# Very Very Submissive



## whiteside74 (Aug 17, 2012)

Teva is just over a year old, perfectly healthy and beautiful. Very smart and well trained. She was purchased from a very carefully researched breeder who owned both parents.

The problem is that she acts very submissive to me (dad of the house). She cowers down and slinks off with her tail firmly down. She does this sometimes just by seeing me walk her way. Retreating to her crate. Other times like any Vizsla she is where ever I am and often lying on me. 

She has always been had a submissive pee problem. With others it is out of excitement. With me it is as she approaches me in a head down, tail down submissive "grin". 

She will often cower down as I go to pet her and pee.

She continues this even as I get down on the ground with her to reassure her and calm her being very aware not to tower over her. 

It is a problem at this point. I often cant interact with her due to this and despite my efforts to become playfully "submissive" with her or "let her win" her confidence around me is only temporary.

She is not this way with any other adult, child or dog. Again outside of the ridiculously persistent submissive peeing when meeting others even if she has been around them often.

What am I not doing right. I don't want a mentally broken dog.


----------



## veifera (Apr 25, 2012)

I think the most stereotypical thought is you may have corrected her too hard at some point early in life or you trained obedience like she was a German Shepherd. It's hard to say what you're doing wrong without knowing the background and your training or interaction style.

I would propose an experiment: ignore her for a few days in such a way that you only interact with her when she herself initiates contact and only for as long as she wants it. If/when she does, follow her lead to see what her buttons are and her comfort level. Then you could take it as a basis and build slowly off of that, increasing her confidence gradually.

And also, watch how the interaction goes with other (family members) with whom she doesn't have that problem. What's different in how they interact with her?

Just a thought, hope it helps to figure out what's going.


----------



## WillowyndRanch (Apr 3, 2012)

As hard as it can be, the best thing you can do is ignore her. Let her come to you and without really paying attention to her, just reach out and "absent mindedly" give her a pet or two without looking at her or giving her your focus and move on. 
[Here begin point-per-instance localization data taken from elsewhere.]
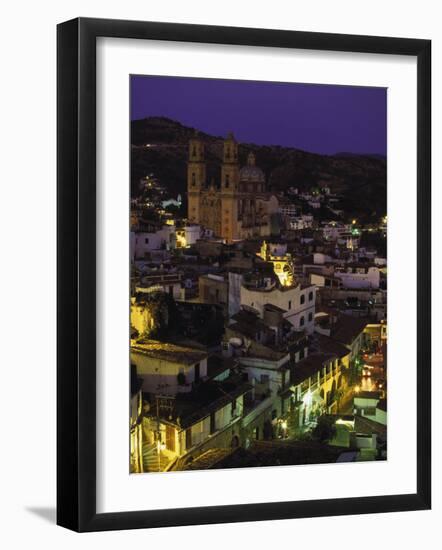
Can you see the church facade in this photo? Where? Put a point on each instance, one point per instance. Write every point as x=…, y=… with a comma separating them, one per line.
x=239, y=207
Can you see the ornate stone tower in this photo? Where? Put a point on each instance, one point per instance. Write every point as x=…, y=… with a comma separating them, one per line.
x=229, y=189
x=196, y=178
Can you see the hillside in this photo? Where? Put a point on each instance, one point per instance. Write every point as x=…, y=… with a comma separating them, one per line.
x=359, y=179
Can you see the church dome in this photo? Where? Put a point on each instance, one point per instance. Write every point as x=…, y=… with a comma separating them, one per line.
x=251, y=172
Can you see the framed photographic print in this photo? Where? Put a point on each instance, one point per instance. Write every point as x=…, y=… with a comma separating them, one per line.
x=237, y=208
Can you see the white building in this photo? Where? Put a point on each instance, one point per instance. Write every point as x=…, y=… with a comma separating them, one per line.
x=358, y=276
x=142, y=243
x=188, y=235
x=166, y=368
x=297, y=303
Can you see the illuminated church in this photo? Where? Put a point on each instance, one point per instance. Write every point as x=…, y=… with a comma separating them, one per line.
x=239, y=207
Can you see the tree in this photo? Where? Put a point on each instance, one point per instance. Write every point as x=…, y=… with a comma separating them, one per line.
x=339, y=394
x=325, y=429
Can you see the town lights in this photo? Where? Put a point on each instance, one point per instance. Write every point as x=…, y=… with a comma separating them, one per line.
x=307, y=399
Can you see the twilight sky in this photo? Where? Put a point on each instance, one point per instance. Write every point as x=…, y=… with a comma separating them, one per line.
x=317, y=118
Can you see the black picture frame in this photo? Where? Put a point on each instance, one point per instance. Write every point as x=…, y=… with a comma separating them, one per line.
x=76, y=272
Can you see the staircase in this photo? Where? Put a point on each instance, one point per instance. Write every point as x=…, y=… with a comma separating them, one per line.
x=150, y=459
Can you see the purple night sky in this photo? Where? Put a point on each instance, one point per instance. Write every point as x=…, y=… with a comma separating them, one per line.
x=316, y=118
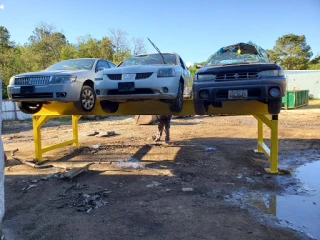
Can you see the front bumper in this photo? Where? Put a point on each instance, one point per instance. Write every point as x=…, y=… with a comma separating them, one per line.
x=144, y=89
x=67, y=92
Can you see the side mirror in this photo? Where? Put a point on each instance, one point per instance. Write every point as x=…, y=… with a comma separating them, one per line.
x=100, y=69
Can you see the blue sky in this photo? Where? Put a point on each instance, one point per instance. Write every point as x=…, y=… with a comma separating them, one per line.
x=194, y=29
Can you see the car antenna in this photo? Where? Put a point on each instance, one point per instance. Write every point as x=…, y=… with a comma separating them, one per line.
x=164, y=61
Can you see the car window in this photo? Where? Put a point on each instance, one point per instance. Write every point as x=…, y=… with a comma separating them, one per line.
x=112, y=64
x=182, y=63
x=72, y=64
x=150, y=59
x=102, y=65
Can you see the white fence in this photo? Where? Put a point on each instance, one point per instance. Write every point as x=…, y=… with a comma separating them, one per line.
x=10, y=111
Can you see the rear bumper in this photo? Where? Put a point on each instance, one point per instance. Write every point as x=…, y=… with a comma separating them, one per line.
x=218, y=92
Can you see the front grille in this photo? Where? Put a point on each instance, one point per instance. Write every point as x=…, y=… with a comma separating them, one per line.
x=136, y=91
x=252, y=93
x=41, y=80
x=143, y=75
x=34, y=95
x=114, y=76
x=237, y=76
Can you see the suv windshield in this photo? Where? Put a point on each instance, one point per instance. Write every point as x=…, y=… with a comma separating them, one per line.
x=241, y=53
x=73, y=64
x=150, y=59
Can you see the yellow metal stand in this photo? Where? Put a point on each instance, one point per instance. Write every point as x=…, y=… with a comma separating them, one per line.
x=258, y=109
x=38, y=121
x=272, y=152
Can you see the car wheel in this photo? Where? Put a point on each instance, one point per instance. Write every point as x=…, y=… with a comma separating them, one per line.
x=177, y=103
x=274, y=106
x=109, y=107
x=87, y=99
x=200, y=107
x=29, y=107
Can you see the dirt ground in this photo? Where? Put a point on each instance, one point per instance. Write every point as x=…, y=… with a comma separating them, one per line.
x=136, y=189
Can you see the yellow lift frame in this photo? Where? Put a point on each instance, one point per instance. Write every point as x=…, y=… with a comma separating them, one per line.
x=258, y=109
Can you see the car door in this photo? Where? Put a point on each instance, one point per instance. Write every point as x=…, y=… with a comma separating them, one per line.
x=188, y=80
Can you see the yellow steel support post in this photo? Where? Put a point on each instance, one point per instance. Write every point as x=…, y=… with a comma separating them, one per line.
x=272, y=152
x=260, y=136
x=38, y=121
x=274, y=145
x=75, y=119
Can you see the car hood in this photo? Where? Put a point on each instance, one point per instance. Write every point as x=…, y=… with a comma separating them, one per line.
x=54, y=73
x=252, y=67
x=138, y=69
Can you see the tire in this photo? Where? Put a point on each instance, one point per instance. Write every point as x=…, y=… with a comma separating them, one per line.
x=274, y=106
x=109, y=107
x=29, y=107
x=177, y=104
x=200, y=108
x=87, y=99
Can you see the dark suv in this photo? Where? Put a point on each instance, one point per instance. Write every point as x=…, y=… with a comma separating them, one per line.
x=243, y=71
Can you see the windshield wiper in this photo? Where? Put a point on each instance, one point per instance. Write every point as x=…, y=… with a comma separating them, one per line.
x=164, y=61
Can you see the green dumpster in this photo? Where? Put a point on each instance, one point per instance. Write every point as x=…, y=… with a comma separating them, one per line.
x=295, y=99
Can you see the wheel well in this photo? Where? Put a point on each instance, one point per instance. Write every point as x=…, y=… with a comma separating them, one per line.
x=88, y=83
x=181, y=80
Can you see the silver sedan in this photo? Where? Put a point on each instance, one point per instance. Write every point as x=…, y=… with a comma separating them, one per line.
x=66, y=81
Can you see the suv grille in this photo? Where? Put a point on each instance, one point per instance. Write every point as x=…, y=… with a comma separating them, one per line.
x=237, y=76
x=143, y=75
x=32, y=80
x=114, y=76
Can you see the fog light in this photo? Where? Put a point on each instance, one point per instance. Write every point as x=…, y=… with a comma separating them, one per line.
x=274, y=92
x=204, y=94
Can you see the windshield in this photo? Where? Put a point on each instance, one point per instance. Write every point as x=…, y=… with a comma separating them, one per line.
x=73, y=64
x=150, y=59
x=238, y=54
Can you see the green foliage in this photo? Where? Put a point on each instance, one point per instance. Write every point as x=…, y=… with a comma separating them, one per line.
x=314, y=64
x=291, y=52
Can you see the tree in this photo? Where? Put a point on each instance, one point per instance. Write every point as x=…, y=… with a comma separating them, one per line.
x=5, y=42
x=291, y=52
x=46, y=45
x=139, y=46
x=314, y=64
x=120, y=44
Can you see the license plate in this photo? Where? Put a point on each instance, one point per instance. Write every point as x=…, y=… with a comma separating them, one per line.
x=238, y=94
x=126, y=87
x=26, y=89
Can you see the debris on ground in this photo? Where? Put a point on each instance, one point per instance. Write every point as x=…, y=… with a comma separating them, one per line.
x=93, y=133
x=154, y=184
x=75, y=171
x=187, y=189
x=107, y=134
x=87, y=202
x=29, y=187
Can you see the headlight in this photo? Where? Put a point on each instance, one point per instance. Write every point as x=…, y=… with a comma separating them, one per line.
x=63, y=79
x=99, y=76
x=272, y=73
x=206, y=77
x=166, y=72
x=11, y=82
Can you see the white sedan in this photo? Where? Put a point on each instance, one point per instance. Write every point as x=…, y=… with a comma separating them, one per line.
x=156, y=76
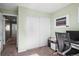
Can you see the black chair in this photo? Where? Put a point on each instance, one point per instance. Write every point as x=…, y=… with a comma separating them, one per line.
x=63, y=43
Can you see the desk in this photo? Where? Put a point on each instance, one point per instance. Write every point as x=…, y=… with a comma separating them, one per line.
x=52, y=44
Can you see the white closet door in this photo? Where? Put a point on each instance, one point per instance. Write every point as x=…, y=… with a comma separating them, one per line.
x=1, y=28
x=44, y=30
x=32, y=32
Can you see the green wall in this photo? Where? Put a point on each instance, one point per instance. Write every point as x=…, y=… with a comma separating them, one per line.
x=72, y=11
x=9, y=11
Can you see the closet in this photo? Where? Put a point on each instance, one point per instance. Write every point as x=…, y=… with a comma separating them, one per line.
x=37, y=30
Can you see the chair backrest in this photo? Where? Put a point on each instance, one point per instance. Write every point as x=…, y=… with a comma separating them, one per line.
x=63, y=41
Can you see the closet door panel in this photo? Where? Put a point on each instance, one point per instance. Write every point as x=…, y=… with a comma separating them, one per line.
x=32, y=32
x=44, y=30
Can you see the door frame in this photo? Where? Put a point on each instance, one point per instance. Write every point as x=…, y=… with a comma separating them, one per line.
x=17, y=27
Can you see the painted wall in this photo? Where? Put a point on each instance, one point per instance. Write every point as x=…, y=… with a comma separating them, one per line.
x=25, y=39
x=9, y=11
x=72, y=11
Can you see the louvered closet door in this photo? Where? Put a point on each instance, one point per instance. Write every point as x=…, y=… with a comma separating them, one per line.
x=32, y=32
x=44, y=30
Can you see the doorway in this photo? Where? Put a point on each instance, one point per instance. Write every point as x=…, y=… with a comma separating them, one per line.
x=10, y=46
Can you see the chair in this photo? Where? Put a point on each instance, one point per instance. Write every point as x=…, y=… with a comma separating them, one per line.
x=63, y=43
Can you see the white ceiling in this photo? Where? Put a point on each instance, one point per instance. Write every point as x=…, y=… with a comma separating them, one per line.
x=43, y=7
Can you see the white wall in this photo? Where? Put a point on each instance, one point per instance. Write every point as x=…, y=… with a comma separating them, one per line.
x=33, y=29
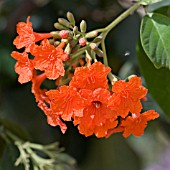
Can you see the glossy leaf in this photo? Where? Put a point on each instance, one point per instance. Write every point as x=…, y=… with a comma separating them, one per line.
x=154, y=34
x=147, y=2
x=157, y=80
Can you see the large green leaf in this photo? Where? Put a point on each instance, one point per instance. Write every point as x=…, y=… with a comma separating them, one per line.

You are the leader and can lead her with nary more than a look. Posturing your submission to her when she is submitting is not a good approach. If she cowers and rolls or pees, just walk away and totally ignore her. By trying to gain her confidence, you are actually applying pressure in her mind. No comment, no looks - as though she doesn't even exist from your high position. You can whistle happily to yourself and project that you are not angry or upset at anything in the world as you go past her.

Good luck - timid intelligent dogs can be the most trying at times.
Ken


----------



## threefsh (Apr 25, 2011)

My sister's chihuahua does this when anyone enters their house. I ignore her for about 5 minutes when I first come through the door. Next, I sit on the ground (no eye contact) and speak with her very calmly/slowly as she comes up to see me. If I see the tail tuck I know I've moved too quickly. She's not at all shy, just extremely submissive when greeting people. 
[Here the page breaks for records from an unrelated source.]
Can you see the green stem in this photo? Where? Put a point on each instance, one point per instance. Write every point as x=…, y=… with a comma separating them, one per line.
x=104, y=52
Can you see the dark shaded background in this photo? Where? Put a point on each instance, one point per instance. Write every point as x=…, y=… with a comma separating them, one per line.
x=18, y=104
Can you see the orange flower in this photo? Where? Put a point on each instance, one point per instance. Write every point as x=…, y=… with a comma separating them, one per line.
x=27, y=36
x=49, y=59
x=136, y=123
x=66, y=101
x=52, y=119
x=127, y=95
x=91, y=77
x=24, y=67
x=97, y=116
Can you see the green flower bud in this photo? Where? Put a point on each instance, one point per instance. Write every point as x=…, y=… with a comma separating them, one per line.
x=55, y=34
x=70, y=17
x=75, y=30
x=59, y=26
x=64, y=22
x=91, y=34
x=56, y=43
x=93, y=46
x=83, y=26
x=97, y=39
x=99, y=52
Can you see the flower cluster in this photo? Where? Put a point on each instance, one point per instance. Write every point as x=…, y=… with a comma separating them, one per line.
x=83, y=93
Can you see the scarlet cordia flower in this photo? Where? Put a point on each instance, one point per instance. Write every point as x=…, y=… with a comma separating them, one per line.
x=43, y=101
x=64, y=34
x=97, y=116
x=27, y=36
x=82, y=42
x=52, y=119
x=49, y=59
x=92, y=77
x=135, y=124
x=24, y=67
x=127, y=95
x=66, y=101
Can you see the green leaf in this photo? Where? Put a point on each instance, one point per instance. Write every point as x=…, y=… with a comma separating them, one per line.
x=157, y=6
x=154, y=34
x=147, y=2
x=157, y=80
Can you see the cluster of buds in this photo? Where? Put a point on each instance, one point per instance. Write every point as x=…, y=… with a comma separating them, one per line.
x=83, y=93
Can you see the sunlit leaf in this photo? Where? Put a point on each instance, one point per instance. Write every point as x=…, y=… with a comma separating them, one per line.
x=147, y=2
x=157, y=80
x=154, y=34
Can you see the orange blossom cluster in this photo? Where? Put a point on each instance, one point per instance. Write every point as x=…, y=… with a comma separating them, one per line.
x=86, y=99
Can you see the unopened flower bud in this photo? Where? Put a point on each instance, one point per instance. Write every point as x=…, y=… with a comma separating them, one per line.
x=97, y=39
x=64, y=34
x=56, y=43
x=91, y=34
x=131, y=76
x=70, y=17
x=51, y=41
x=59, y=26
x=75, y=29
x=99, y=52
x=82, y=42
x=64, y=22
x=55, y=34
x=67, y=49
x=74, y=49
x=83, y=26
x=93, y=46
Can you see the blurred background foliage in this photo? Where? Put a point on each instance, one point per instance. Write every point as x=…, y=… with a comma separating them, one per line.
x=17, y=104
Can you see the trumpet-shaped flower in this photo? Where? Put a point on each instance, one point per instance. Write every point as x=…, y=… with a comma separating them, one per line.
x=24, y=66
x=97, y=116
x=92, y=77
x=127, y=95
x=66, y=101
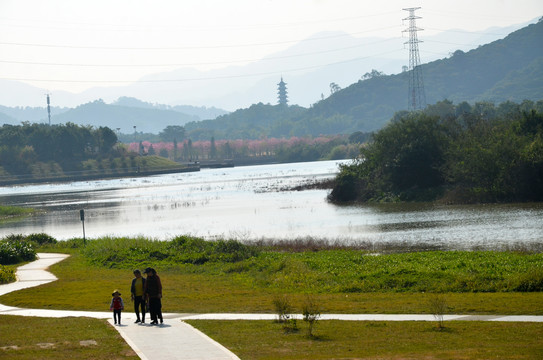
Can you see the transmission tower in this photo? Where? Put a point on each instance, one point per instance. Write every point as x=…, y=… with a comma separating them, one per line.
x=416, y=96
x=282, y=93
x=49, y=109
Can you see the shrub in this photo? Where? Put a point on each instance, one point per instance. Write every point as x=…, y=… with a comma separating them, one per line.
x=6, y=275
x=311, y=312
x=41, y=239
x=13, y=250
x=283, y=308
x=438, y=308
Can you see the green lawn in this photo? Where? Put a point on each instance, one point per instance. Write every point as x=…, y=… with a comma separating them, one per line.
x=193, y=289
x=227, y=277
x=68, y=338
x=378, y=340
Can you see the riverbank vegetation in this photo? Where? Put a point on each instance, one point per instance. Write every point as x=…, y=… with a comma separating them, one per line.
x=454, y=153
x=67, y=152
x=7, y=212
x=229, y=276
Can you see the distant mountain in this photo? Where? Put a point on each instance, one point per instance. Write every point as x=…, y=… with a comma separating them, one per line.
x=16, y=115
x=507, y=69
x=308, y=67
x=200, y=112
x=123, y=118
x=124, y=114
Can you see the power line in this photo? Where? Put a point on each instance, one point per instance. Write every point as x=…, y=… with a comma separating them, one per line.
x=198, y=63
x=169, y=27
x=191, y=47
x=201, y=78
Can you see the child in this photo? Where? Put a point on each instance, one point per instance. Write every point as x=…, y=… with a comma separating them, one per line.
x=117, y=305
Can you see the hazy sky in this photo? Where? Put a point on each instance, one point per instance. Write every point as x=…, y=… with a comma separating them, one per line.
x=80, y=44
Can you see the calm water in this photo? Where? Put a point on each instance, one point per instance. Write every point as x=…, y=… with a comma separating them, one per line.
x=242, y=203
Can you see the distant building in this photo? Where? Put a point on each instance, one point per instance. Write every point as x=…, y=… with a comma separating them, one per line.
x=282, y=93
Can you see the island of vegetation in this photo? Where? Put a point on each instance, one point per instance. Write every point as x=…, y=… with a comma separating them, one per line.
x=451, y=153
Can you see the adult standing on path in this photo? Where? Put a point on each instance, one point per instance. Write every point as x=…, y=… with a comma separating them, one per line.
x=137, y=290
x=153, y=294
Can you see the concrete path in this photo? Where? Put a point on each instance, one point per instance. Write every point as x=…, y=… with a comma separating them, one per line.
x=176, y=339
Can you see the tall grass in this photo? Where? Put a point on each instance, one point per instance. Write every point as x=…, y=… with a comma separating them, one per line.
x=131, y=252
x=321, y=269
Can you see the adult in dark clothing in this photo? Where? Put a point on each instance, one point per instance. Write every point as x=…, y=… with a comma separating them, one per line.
x=137, y=289
x=153, y=294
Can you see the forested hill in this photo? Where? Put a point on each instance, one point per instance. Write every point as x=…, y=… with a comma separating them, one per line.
x=507, y=69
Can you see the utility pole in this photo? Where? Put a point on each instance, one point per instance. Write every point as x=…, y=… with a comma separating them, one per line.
x=49, y=109
x=416, y=96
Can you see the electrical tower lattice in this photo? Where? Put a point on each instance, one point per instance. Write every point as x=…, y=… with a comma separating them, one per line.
x=416, y=96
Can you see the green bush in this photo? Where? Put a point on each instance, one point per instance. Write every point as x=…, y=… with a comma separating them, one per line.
x=41, y=239
x=15, y=249
x=6, y=275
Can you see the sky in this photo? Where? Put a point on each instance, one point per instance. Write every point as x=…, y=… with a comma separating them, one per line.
x=74, y=45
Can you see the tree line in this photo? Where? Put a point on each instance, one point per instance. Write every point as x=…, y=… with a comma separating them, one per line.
x=456, y=153
x=68, y=144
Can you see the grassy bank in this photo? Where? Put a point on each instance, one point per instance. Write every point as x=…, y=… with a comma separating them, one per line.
x=67, y=338
x=378, y=340
x=7, y=212
x=227, y=276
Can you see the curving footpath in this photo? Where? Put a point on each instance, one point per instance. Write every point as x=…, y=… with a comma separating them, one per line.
x=177, y=339
x=173, y=340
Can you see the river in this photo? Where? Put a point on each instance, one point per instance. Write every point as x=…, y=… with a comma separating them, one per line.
x=243, y=203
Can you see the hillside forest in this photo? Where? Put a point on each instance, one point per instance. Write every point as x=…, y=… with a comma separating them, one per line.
x=454, y=154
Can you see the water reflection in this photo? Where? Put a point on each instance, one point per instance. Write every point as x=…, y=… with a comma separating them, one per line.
x=241, y=203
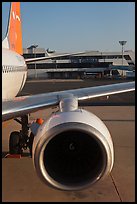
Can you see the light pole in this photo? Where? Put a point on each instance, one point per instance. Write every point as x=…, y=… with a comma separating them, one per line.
x=33, y=47
x=122, y=43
Also - she's acknowledging you as the "alpha dog" of the house, so I would take it as a sign that she respects your authority & not worry about it too much unless you think she has been abused in some way that would cause this behavior.


----------



## redbirddog (Apr 23, 2010)

Nothing a 1,000 miles of on-leash walking can't cure. ;D

http://redbirddog.blogspot.com/2009/06/importance-of-mastering-art-of-walk.html

Just don't pay her no mind until it is time for a walk. Then get excited start walking. Don't even look at her. Just start walking and become her pack friend. Nothing says to a dog "you are my dog friend like a walk!"

RBD


----------